The dynamic interaction between communication experiences, communicative competence, and influence with respect to shyness also suggests that efforts to widen communication skills must help alleviate shyness. Glass and Shea ( 1986) report that 10- to 20% of shy adults who volunteer for their therapeutic program seem not to recognize what to do in conversations and assist from social skills training. Likewise, training studies in which explicit communication skills have been coached have demonstrated valuable effects on the recipients of this training. Specifically, Bierman and Furman (1984) trained children who were both lacking in communication skills and low in peer reception on a explicit set of conversational skills linked to social competence self-expression or sharing information concerning oneself, questioning or asking other about themselves, and leadership bids such as proffering help, invitations, and advice. Follow-up six weeks after training signified improvements in children’s conversational performance in dyadic and peer group contacts and higher rates of interaction with peers at lunchtime amongst the trained than untrained subjects. Videotapes of selected training sessions indicated that the use of these conversational skills was linked with positive peer responses throughout the treatment ( Bierman, 1986).
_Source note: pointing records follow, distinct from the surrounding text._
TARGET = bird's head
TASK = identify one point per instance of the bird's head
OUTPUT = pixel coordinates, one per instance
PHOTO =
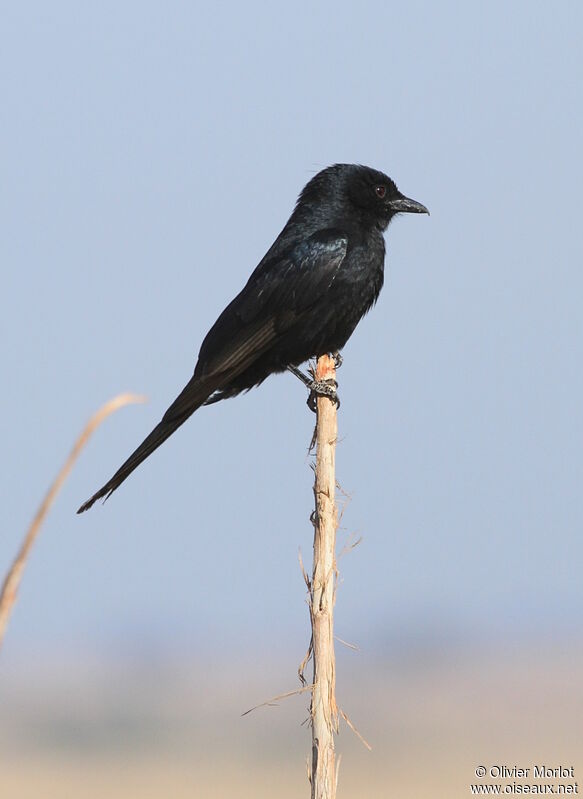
(377, 196)
(353, 189)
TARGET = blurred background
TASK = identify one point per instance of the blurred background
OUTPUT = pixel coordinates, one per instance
(152, 152)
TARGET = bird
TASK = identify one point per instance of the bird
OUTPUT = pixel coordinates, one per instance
(322, 274)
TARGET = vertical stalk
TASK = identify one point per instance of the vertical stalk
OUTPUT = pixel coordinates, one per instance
(323, 710)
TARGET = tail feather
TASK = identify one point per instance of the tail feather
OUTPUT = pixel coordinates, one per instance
(191, 398)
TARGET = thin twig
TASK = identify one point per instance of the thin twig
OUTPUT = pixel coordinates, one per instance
(14, 576)
(271, 702)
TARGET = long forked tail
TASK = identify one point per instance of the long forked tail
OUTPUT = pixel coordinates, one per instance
(192, 397)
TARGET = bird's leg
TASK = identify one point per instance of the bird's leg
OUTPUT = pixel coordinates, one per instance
(318, 388)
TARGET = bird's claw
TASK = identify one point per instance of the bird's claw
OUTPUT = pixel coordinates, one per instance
(323, 388)
(338, 359)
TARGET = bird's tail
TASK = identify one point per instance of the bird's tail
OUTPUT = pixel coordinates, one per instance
(192, 397)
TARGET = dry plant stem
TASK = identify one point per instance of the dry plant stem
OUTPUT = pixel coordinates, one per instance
(14, 576)
(323, 710)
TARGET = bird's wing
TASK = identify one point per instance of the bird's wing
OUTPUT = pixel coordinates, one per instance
(277, 293)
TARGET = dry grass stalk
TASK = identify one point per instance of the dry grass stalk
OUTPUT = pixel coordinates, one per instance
(14, 576)
(323, 709)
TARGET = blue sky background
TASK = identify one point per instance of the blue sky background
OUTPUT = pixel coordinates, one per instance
(151, 154)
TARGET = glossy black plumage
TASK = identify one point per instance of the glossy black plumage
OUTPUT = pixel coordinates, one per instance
(322, 274)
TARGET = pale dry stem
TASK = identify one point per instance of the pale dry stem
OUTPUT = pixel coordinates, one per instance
(14, 576)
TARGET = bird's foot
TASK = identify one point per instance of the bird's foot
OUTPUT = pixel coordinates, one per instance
(318, 388)
(323, 388)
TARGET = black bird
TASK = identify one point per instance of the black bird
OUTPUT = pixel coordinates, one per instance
(321, 275)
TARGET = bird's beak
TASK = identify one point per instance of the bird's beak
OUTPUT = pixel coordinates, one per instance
(403, 205)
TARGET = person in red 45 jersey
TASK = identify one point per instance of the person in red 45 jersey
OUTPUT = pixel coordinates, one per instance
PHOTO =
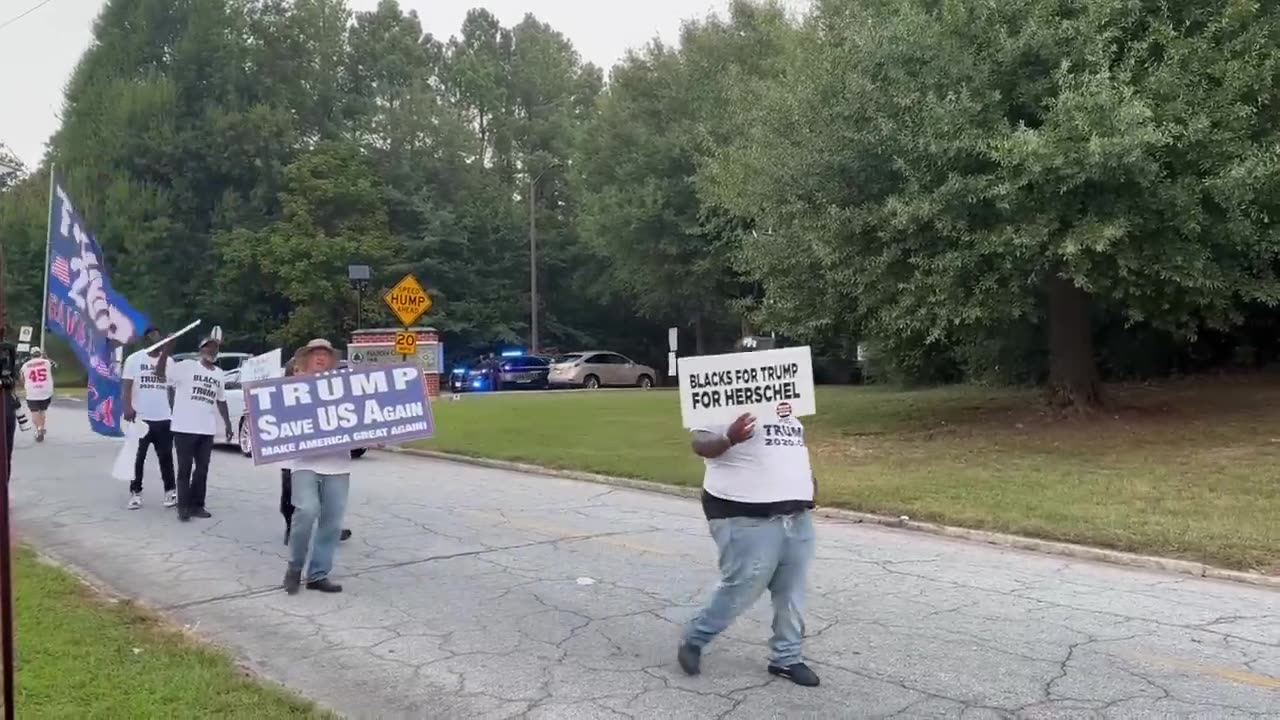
(37, 381)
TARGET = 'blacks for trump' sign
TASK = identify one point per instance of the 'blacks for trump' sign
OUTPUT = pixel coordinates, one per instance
(714, 390)
(337, 411)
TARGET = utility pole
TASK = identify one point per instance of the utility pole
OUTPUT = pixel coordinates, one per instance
(8, 372)
(533, 255)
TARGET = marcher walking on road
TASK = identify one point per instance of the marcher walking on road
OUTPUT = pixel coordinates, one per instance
(146, 400)
(287, 490)
(320, 486)
(37, 382)
(758, 492)
(197, 388)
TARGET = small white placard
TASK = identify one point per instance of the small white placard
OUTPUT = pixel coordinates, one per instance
(714, 390)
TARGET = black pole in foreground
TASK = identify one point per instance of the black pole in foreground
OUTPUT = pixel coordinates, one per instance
(7, 369)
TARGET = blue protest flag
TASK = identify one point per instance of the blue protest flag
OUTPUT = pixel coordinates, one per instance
(82, 309)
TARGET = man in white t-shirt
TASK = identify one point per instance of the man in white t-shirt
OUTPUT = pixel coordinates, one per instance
(758, 499)
(320, 486)
(37, 381)
(199, 396)
(146, 400)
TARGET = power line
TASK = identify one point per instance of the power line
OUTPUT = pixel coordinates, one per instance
(10, 21)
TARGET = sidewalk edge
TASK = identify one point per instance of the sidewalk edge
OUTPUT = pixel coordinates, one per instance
(983, 537)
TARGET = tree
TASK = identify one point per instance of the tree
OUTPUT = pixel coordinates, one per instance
(333, 214)
(938, 171)
(668, 249)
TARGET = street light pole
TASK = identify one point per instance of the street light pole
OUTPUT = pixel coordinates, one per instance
(533, 256)
(533, 264)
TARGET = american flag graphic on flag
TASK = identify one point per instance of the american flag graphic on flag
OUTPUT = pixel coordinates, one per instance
(62, 269)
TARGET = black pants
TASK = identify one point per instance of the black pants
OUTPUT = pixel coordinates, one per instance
(160, 437)
(287, 501)
(10, 424)
(193, 454)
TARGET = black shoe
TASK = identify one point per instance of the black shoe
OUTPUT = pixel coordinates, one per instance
(324, 584)
(292, 580)
(799, 674)
(690, 659)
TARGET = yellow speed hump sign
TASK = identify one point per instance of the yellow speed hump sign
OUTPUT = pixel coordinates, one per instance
(407, 300)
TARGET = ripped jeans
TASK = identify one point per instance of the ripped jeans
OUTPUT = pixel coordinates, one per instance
(757, 554)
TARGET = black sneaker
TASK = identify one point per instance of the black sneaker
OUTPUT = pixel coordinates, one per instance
(690, 659)
(799, 674)
(324, 584)
(292, 582)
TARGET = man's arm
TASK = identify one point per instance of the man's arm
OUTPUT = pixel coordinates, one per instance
(711, 445)
(127, 397)
(127, 390)
(227, 418)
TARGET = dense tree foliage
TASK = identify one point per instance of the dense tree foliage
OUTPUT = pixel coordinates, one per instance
(1034, 190)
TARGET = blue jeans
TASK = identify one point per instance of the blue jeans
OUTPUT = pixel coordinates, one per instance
(324, 499)
(757, 554)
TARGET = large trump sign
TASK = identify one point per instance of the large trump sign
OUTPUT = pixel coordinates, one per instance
(337, 411)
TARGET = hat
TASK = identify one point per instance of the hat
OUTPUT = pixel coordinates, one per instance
(318, 343)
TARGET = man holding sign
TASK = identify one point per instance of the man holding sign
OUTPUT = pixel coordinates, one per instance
(311, 422)
(197, 388)
(758, 492)
(320, 486)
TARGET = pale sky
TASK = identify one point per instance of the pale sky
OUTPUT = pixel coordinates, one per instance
(39, 51)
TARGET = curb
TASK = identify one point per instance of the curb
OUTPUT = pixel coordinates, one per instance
(982, 537)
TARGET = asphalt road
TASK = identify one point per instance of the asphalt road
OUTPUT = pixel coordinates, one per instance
(484, 593)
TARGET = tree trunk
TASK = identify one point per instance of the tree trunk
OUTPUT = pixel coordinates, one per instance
(699, 335)
(1073, 369)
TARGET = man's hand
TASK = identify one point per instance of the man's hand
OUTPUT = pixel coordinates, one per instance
(741, 429)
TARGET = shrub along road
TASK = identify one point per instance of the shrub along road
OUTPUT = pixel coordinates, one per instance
(1183, 470)
(484, 593)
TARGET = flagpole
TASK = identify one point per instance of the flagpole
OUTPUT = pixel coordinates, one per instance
(49, 244)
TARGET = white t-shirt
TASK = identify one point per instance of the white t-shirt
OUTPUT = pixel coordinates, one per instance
(150, 393)
(324, 464)
(37, 378)
(772, 466)
(196, 392)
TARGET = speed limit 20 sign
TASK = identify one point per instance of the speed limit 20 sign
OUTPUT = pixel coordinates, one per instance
(406, 343)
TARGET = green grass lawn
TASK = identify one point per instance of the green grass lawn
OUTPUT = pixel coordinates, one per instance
(83, 656)
(1183, 469)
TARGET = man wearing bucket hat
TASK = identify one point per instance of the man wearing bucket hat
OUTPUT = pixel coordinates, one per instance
(146, 400)
(287, 488)
(320, 484)
(197, 391)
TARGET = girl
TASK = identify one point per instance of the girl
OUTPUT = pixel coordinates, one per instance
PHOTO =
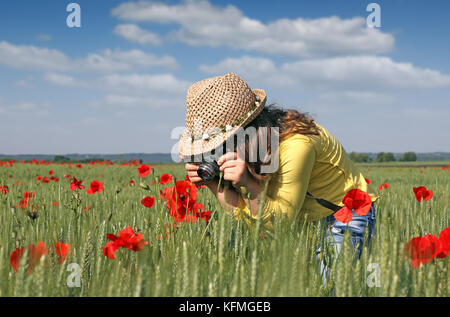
(313, 175)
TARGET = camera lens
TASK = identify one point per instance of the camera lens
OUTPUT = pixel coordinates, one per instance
(207, 171)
However, we flatten individuality in seeking a solution to the shyness in our society. But we should recognize that shyness is but a symptom of the existence of cultural values and social practices that deprive the quality of human life. Those values can be modified without essentially adopting the political and economic orientations of the shyness averting societies we know. In forming social structures where people can live in harmony, we do not require to weaken the spirit of the individual rather, we can develop his or her own strength. But it is only by beginning to seriously examine our own cultural priorities that we can start the social insurrection needed to overcome shyness and prevent its manifestation in the next generation of children.

In overcoming shyness, we celebrate life and find out in ourselves a capability to love and an energy for living that we dared not distinguish before. It is worth any attempt to make that discovery in ourselves, our children, our mates, and our friends. The time to begin is now, the place to begin is here, and the person to head the journey to overcome shyness is you.